Голубые колокольчики

(История, произошедшая на самом деле)
Однажды внимание м-ра Моррилла привлёк маленький, бледный, худой чистильщик ботинок, в петлице у которого был букетик колокольчиков. Мальчик вычистил его ботинки, а затем м-р Моррилл, играя монеткой в двадцать пять центов, сказал: «10 центов — за чистку, и 15 центов — за цветы», — и указал на колокольчики.
Но парнишка прикрыл цветы своей маленькой рукой и сказал: «Нет сэр, я не могу продать их; даже если бы я умирал от голода, я не продал бы ни одного колокольчика». — «Почему же, ма-лыш?»
Парнишка посмотрел на м-ра Моррилла так жалобно, что тот почти пожалел, что спросил об этом. Он положил свою руку на голову мальчика и сказал: «Извини меня за этот вопрос: тебе не обязательно говорить мне, если ты не хочешь, а двадцать пять центов можешь взять просто так».
— «Вы мне нравитесь, я расскажу вам. Это было год назад, в этом же месяце: и этот год был таким длинным. Мне казалось, что колокольчики никогда не зацветут». Затем мальчик остановился и закрыл глаза рукой, словно хотел укрыться от какого-то ужасного видения. Но скоро он опустил руку и продолжил рассказ...
Мой отец был пьяницей. Однажды мы задолжали кое-какие вещи. Это было ещё до моего рождения, но я слышал, как об этом говорила мать. Мы были так бедны, что матери приходилось стирать для других людей, чтобы прокормить Бесси и меня. Мы жили в маленькой бревенчатой хижине в четверти мили от города.

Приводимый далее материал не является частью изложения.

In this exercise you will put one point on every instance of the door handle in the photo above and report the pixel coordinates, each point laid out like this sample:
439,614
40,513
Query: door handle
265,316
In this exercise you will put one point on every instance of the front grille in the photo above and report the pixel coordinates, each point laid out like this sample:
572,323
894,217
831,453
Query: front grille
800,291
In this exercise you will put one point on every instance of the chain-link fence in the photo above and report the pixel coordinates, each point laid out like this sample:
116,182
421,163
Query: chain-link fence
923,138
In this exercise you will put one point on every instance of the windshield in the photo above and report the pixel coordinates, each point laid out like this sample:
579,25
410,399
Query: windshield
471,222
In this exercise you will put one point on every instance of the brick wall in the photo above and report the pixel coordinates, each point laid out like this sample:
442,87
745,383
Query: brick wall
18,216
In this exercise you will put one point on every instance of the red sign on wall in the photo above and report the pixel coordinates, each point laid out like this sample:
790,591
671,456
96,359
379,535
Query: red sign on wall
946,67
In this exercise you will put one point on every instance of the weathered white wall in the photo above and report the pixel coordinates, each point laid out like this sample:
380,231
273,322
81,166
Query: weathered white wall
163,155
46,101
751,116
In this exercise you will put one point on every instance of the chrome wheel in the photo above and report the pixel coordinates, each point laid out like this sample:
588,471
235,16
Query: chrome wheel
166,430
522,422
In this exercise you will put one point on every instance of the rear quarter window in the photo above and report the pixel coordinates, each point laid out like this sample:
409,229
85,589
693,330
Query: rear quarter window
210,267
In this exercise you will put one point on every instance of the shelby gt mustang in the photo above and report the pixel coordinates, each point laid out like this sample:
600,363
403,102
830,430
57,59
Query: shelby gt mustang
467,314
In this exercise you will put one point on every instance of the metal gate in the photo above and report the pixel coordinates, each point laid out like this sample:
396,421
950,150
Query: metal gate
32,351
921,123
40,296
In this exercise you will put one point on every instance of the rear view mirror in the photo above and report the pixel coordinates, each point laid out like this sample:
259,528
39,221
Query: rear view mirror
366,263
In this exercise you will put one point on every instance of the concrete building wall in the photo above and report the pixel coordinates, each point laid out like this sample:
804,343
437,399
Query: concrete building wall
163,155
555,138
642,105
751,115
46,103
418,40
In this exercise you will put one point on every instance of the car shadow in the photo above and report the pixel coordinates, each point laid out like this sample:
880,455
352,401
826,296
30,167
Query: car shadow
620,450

Однажды утром, в пятницу, у нас оставалось лишь немного кукурузной муки в тарелке и около двух ложек патоки. Из муки мать испекла хлеб и велела мне накормить малышку, когда она проснётся, и пристально следить за отцом, пока она будет заниматься стиркой. У двери она поцеловала меня. «Будь хорошим мальчиком, Уилли, и позаботься о своей младшей сестричке», — сказала она.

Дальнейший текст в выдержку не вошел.